Mahasiswa USU Pajang Celana Dalam, Tolak Keberadaan Dosen Asusila
Kasus ini terus merebak setelah sempat tenggelam setahun tanpa penyelesaian yang jelas.
Penulis: M.Andimaz Kahfi |
Merebaknya kasus pelecehan seksual di Kampus FISIP USU, mencoreng nama baik kampus yang sudah melahirkan banyak aktivis kelas wahid itu. Kasus ini memberikan teror baru di kalangan mahasiswa.
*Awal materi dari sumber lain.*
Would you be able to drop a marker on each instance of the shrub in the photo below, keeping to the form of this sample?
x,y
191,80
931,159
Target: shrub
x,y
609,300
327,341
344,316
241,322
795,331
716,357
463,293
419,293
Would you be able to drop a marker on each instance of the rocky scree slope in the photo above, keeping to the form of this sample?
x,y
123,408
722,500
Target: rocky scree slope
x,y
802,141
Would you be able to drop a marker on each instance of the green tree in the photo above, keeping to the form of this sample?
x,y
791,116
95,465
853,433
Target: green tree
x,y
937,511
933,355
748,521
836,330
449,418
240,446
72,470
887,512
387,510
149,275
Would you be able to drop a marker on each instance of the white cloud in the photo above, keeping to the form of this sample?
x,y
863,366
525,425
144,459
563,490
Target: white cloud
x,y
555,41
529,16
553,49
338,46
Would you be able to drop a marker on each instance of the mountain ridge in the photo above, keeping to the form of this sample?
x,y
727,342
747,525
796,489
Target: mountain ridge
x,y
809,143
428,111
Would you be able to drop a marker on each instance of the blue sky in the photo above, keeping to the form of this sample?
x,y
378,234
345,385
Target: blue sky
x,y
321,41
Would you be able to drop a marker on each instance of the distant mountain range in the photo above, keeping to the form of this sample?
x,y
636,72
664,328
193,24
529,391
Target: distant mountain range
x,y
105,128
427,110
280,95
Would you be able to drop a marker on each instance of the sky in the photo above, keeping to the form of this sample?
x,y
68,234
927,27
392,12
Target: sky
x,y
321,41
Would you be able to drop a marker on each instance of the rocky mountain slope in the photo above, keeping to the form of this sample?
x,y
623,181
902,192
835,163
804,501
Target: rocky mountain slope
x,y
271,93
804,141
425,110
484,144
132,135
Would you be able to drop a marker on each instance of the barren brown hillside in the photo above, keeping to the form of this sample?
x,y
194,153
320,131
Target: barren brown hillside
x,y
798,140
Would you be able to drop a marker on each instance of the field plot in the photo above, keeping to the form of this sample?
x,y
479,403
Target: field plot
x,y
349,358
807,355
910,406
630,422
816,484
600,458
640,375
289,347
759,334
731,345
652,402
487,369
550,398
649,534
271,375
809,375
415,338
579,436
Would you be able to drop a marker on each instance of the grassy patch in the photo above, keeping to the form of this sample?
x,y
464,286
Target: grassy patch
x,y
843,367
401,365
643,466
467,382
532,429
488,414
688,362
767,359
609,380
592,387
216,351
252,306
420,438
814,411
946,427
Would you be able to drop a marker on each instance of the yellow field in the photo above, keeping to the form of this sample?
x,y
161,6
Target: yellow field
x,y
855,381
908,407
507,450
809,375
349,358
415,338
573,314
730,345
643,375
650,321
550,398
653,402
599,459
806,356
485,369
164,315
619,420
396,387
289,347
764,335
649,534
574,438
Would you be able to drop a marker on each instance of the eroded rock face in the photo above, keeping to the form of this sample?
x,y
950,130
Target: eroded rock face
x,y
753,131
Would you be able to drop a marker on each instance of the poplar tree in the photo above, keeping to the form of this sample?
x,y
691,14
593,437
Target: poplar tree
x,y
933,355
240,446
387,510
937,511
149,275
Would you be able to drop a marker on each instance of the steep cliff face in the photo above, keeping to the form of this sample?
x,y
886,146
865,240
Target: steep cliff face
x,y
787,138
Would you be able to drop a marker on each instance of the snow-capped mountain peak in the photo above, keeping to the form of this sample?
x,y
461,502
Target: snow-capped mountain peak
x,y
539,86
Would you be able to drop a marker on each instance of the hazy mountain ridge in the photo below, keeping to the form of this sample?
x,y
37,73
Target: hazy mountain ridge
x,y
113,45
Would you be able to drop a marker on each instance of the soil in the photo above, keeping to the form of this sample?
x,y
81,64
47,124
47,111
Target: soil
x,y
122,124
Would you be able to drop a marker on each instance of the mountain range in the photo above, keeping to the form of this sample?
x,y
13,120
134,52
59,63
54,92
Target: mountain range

Mahasiswi FISIP USU, Adinda Azzahra mengatakan dalam kasus pelecehan oleh dosen, para korban kebanyakan memilih bungkam. Karena ada ketakutan yang merundung para korbannya. Baik itu dari sisi akademis atau pun takut karena dianggap mahasiswa yang tidak baik.
“Saya mahasiswa angkatan 2015. Dan saya sudah dengar rumor ini sejak saya masuk ke dalam kampus," kata Dinda.
"Saya berharap kampus bisa memberikan sanksi tegas dan membuat regulasi sebagai langkah preventif,” sambungnya.
Sementara itu, Dekan FISIP USU Muryanto Amin mengaku sudah serius menangani kasus ini. Muryanto mendorong, korban lainnya bisa membuat laporan tertulis tentang kebejatan dosen yang dialaminya.
“Kalau ada lebih dari satu korban, tolong buat laporan tertulis. Saya akan jamin kerahasiaan identitasnya,” kata Muryanto.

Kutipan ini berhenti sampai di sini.